平等の位置

AIJ(野田俊作顕彰財団 Adler Institute Japan)の新春オンラインシンポジウムに参加した。

毎回聞きごたえのあるお話なので、楽しみにしている。

今年のテーマは『アドラー心理学しあわせのかたち~平等の位置~』だ。

 

まずは、中井亜由美氏が「親と子の平等の位置」という視点で、王様でもなく奴隷でもない「平等の位置」の親子関係についてお話してくださった。

親が王様のように子どもを支配し従わせるのでもなく、奴隷のように子どもの言いなりになるのでもない、親子で話し合ってともに解決していく「平等の位置」の育児の具体的な方法について、わたしたちが陥ってしまいがちなケースをもちいて、わかりやすくお話くださった。

 

次に、野田文子氏が「アドラー心理学は苦行か?」という興味深い視点で、イヴォンヌ・シューラ―先生のアドラー心理学の治療構造に沿ったお話をしてくださった。

困っているときこそ、その現場における「自分への関心(Self-boundedness)」を落ち着いて理解し、その現場における「他者への関心(Social Interest)」へと視野をひろげることによって、わたしたちは変容し、現場のみんなと共にしあわせになる行動を選べるのだ。それを「苦行」ではないかたちで可能にするシステムとして、アドラー心理学治療共同体(自助グループ)でのエピソード分析があるのだと確認できた。

また、たとえば「共同体感覚」という言葉を説明するとき、「自己執着」といった対立概念を示して説明することによって意味が明確になり深まる、抽象的な言葉であればあるほどそれが有効だというお話はなるほどと思った。

 

最後に、大竹優子氏が「Social Equalityという考え方」という視点で、アキ・ヨタム先生の講演録『Equality of Social Intereat』を和訳してくださり、「社会的平等」について語ってくださった。

「社会的平等」は、「社会的劣等/優越(感) :social inferiority/superiority (feeling)」と対義の意味を持つというお話も興味深くうかがった。

あわせてジビット・アブラムソン先生の著書『アルフレッド・アドラーの理論 10の原理』のなかの「社会的平等」にも言及してくださっていた。
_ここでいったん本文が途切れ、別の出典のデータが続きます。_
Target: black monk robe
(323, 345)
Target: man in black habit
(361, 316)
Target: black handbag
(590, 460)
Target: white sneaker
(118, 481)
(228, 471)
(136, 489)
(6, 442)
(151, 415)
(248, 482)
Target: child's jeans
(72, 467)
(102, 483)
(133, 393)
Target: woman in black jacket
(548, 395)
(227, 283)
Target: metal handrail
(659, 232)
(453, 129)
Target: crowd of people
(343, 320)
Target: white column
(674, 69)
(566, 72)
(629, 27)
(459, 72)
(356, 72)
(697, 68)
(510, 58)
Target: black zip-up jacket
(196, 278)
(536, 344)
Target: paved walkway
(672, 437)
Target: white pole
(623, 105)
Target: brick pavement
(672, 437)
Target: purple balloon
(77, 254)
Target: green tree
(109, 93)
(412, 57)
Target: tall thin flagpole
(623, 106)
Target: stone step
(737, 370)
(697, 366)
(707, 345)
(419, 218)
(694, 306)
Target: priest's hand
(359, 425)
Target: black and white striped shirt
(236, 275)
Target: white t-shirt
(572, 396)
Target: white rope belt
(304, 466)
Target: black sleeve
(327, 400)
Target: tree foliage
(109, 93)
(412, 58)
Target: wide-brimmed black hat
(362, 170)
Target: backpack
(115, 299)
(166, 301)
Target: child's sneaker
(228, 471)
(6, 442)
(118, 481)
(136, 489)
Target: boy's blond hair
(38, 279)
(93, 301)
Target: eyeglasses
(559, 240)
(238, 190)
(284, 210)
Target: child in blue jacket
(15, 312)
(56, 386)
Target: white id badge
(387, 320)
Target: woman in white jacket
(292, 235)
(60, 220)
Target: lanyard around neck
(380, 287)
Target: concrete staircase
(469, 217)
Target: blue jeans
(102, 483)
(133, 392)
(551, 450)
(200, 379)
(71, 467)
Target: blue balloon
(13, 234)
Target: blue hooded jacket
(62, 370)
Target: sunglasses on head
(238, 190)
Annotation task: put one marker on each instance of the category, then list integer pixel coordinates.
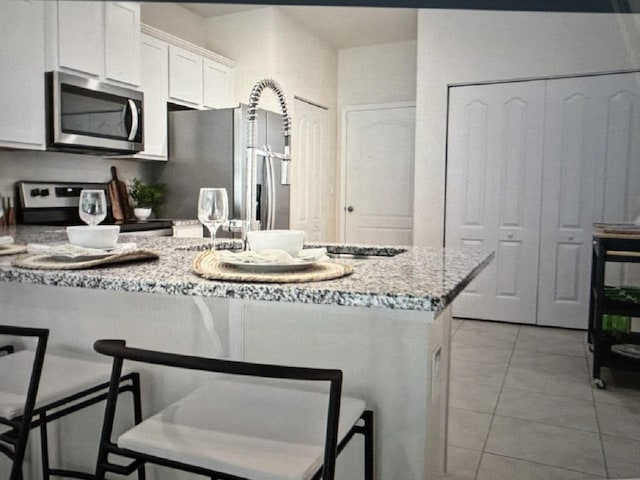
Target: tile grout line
(595, 408)
(495, 408)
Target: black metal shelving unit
(620, 246)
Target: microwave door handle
(134, 120)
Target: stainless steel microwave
(88, 116)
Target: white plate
(68, 252)
(271, 267)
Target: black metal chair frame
(120, 352)
(13, 443)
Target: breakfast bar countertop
(419, 278)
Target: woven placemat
(46, 262)
(12, 249)
(207, 265)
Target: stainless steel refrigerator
(207, 148)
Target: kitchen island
(387, 326)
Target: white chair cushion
(61, 377)
(244, 429)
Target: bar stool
(37, 389)
(238, 428)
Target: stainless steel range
(56, 203)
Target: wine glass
(213, 210)
(92, 206)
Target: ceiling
(341, 27)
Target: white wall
(377, 74)
(456, 46)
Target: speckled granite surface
(420, 278)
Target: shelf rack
(620, 244)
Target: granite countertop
(419, 278)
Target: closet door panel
(493, 194)
(622, 160)
(573, 156)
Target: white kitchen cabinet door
(493, 194)
(185, 76)
(217, 81)
(79, 36)
(310, 196)
(22, 72)
(155, 85)
(122, 42)
(591, 173)
(378, 175)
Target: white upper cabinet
(122, 42)
(155, 80)
(78, 36)
(98, 39)
(185, 76)
(198, 78)
(22, 74)
(182, 73)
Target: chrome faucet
(253, 151)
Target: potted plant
(147, 197)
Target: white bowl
(98, 236)
(288, 240)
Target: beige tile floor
(522, 406)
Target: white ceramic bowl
(98, 236)
(288, 240)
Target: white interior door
(493, 194)
(309, 189)
(378, 175)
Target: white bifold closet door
(591, 174)
(493, 194)
(530, 166)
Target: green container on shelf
(616, 323)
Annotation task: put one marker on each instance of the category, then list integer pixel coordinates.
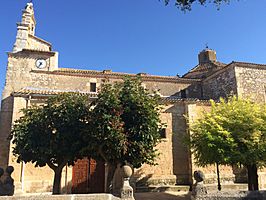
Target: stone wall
(251, 83)
(235, 195)
(220, 84)
(64, 197)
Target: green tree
(187, 4)
(51, 134)
(125, 125)
(233, 132)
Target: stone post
(198, 188)
(7, 187)
(126, 192)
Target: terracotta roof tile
(144, 76)
(47, 92)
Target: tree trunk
(110, 175)
(253, 183)
(57, 180)
(218, 176)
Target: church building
(33, 74)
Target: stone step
(185, 188)
(228, 187)
(164, 188)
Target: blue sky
(139, 35)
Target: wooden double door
(88, 176)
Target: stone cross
(126, 192)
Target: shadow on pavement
(161, 196)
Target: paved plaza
(162, 196)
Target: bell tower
(25, 28)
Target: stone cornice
(40, 40)
(116, 75)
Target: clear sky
(139, 35)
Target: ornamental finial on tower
(25, 28)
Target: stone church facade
(33, 75)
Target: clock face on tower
(40, 63)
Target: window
(163, 133)
(92, 87)
(183, 94)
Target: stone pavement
(162, 196)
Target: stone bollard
(126, 192)
(7, 187)
(198, 188)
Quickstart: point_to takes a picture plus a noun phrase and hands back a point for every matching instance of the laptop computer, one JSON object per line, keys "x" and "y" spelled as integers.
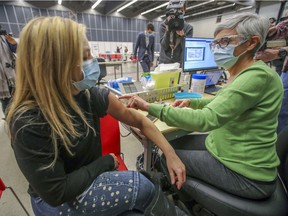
{"x": 211, "y": 81}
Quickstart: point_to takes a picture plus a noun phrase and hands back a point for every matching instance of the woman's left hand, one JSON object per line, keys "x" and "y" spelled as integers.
{"x": 177, "y": 170}
{"x": 10, "y": 40}
{"x": 135, "y": 102}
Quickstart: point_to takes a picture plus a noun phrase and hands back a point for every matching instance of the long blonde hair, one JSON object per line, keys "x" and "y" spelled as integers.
{"x": 50, "y": 50}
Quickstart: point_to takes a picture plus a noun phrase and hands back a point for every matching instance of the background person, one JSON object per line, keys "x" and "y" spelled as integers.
{"x": 238, "y": 156}
{"x": 145, "y": 45}
{"x": 171, "y": 39}
{"x": 54, "y": 127}
{"x": 8, "y": 46}
{"x": 279, "y": 58}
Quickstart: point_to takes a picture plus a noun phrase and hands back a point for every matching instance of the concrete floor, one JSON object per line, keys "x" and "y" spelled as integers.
{"x": 12, "y": 176}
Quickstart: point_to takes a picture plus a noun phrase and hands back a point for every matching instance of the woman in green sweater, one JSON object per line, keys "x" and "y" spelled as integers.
{"x": 238, "y": 155}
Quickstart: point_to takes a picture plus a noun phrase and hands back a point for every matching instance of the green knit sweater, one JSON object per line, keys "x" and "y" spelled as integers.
{"x": 242, "y": 118}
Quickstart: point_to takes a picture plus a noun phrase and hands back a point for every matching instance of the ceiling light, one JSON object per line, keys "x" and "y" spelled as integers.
{"x": 245, "y": 8}
{"x": 148, "y": 11}
{"x": 198, "y": 5}
{"x": 96, "y": 3}
{"x": 215, "y": 9}
{"x": 127, "y": 5}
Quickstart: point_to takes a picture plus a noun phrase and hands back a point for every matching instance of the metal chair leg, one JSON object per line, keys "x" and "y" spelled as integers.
{"x": 18, "y": 200}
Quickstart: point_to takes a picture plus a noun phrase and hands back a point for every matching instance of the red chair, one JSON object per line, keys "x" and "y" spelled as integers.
{"x": 3, "y": 187}
{"x": 110, "y": 138}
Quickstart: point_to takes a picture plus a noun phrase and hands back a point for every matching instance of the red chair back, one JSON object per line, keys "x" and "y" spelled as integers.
{"x": 2, "y": 187}
{"x": 110, "y": 138}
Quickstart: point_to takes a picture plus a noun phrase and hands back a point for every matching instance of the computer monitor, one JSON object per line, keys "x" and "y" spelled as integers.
{"x": 197, "y": 55}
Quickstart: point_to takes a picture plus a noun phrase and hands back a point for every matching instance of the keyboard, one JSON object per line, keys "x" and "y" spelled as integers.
{"x": 212, "y": 89}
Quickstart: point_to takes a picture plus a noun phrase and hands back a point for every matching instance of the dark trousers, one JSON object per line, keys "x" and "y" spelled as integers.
{"x": 145, "y": 64}
{"x": 202, "y": 165}
{"x": 5, "y": 101}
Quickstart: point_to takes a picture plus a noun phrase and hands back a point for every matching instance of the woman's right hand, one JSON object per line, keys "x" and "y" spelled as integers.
{"x": 181, "y": 103}
{"x": 116, "y": 161}
{"x": 135, "y": 102}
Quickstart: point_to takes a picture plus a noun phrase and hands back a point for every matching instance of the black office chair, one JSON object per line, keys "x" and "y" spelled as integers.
{"x": 221, "y": 203}
{"x": 103, "y": 71}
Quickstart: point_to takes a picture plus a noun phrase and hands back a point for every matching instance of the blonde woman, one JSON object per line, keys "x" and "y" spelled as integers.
{"x": 54, "y": 124}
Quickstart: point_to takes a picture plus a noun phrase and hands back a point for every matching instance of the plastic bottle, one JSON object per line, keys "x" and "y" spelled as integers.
{"x": 198, "y": 83}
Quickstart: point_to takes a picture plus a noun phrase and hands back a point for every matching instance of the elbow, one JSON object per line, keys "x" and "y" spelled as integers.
{"x": 53, "y": 201}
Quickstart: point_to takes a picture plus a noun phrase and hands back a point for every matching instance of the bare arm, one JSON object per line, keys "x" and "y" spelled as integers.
{"x": 133, "y": 118}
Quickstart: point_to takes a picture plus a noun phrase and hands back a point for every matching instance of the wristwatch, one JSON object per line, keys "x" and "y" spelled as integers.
{"x": 282, "y": 53}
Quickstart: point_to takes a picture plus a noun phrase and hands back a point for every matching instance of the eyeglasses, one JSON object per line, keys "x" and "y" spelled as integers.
{"x": 224, "y": 41}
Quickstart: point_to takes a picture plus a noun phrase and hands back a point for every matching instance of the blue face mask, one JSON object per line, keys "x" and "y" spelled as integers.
{"x": 91, "y": 72}
{"x": 224, "y": 57}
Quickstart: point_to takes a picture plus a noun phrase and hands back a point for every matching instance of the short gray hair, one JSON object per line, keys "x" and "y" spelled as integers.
{"x": 247, "y": 24}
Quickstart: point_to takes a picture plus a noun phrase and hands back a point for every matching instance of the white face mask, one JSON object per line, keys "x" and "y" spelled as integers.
{"x": 91, "y": 72}
{"x": 224, "y": 57}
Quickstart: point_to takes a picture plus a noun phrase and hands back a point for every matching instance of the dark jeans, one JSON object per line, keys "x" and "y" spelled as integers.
{"x": 283, "y": 115}
{"x": 145, "y": 63}
{"x": 5, "y": 101}
{"x": 111, "y": 193}
{"x": 202, "y": 165}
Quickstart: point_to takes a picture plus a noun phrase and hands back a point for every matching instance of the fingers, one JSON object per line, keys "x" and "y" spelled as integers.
{"x": 125, "y": 97}
{"x": 176, "y": 103}
{"x": 172, "y": 176}
{"x": 182, "y": 104}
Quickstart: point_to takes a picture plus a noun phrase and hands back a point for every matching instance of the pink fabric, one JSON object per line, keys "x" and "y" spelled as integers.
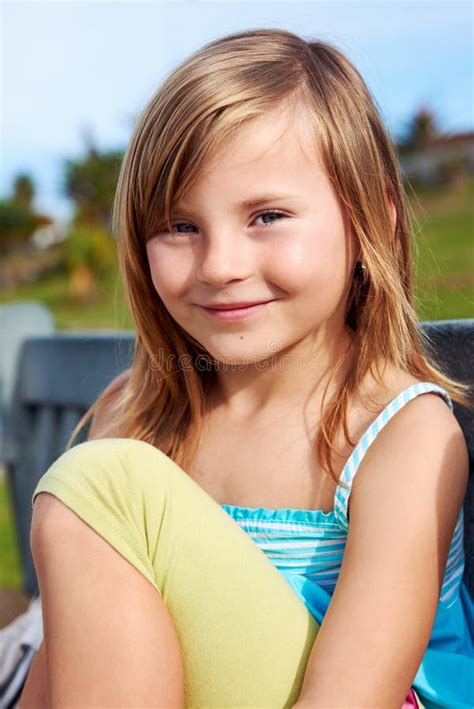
{"x": 410, "y": 700}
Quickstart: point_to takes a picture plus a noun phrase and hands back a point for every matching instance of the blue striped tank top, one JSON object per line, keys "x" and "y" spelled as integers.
{"x": 307, "y": 547}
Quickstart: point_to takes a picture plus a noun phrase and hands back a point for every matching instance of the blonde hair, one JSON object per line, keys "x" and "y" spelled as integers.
{"x": 223, "y": 85}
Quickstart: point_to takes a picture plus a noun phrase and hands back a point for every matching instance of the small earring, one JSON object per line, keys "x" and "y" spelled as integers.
{"x": 362, "y": 270}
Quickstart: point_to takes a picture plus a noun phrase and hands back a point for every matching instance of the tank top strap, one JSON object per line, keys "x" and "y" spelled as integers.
{"x": 349, "y": 471}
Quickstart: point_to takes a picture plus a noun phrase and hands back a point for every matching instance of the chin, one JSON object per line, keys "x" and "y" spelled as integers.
{"x": 243, "y": 356}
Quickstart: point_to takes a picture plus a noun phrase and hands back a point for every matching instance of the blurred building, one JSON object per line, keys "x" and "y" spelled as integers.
{"x": 441, "y": 160}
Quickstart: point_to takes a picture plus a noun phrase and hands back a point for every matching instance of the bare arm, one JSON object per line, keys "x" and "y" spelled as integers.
{"x": 404, "y": 505}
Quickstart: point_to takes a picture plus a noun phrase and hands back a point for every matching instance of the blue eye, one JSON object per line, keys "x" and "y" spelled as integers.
{"x": 271, "y": 212}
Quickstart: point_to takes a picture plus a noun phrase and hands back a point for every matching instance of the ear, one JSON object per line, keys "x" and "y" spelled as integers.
{"x": 393, "y": 213}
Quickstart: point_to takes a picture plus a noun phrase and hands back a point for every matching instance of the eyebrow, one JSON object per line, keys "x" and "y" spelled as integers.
{"x": 255, "y": 201}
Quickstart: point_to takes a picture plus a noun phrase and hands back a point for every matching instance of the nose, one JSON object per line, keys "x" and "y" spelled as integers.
{"x": 224, "y": 258}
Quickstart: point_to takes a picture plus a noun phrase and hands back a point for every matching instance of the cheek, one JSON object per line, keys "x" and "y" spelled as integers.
{"x": 168, "y": 271}
{"x": 316, "y": 262}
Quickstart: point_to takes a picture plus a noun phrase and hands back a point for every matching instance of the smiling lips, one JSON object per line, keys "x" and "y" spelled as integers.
{"x": 234, "y": 311}
{"x": 234, "y": 306}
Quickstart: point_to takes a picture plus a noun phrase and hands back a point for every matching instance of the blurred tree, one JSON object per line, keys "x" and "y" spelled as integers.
{"x": 18, "y": 219}
{"x": 90, "y": 183}
{"x": 420, "y": 130}
{"x": 88, "y": 252}
{"x": 24, "y": 191}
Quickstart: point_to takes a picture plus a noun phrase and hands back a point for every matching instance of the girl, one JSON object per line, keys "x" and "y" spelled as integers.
{"x": 269, "y": 510}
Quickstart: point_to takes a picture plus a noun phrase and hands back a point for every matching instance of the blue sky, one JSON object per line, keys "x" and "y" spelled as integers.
{"x": 73, "y": 69}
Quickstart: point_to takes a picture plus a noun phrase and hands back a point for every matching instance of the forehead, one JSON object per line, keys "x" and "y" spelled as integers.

ジビット先生は、「(平等の位置においては)個人の要求と、集団、夫婦、家族、人類の要求は、ひとつの同じものであり。したがって共同体への利益となる。」と述べておられるが…。

…「社会的平等」については、とても深いお話だと思うので、しばらく考えてみたいと思った。

 

ともあれ、どのお話も、文献を丁寧に読みこんだ説得力のあるお話で、深く学べたし、もっと学びたいと思った。今後の日々の暮らしへのヒントもたくさんあった。

 

アドラー心理学がいう「平等」とは、「同等」「画一」とは違う。

「全ての人は同じではないが平等である。ひとりひとりが特別で、居場所があり、違いを作り出し、貢献することができる」と、『アルフレッド・アドラーの理論 10の原理』17-R に説明されている。

アドラー心理学の「平等」の考え方を知ったとき、この考え方はわたしにとって目から鱗だった。

違っていてまったくOK.、凸凹◯◻️違ったままで、人々のなかで個性や能力を発揮して、協力しあって、調和して(同調ではなく)暮らしていくことができるのだ!

イヴォンヌ先生は、平等の位置こそrealityとおっしゃったそうだ。

それを、「自分と相手が同じでなければならない」と考えて相手を(自分をも)裁くから、苦しくなるのだと気づいた。「自分と相手が同じでなければならない」「自分の価値観が絶対正しい」という考えに執着すればするほど、苦しみは深まるのだと気づいた。

そしてこの苦しみは、自分で作り出した「優越/劣等」の縦の階段の物語、fictionにすぎないのだ。

 

「平等の位置」という考え方とその実現方法をもったアドラー心理学は、家族をはじめとするあらゆる人間関係において、しばしば自分で作り出した縦の階段の物語の住人になってしまうわたしにとっては、これまでも有用だったし、これからも有用だと確認できたシンポジウムだった。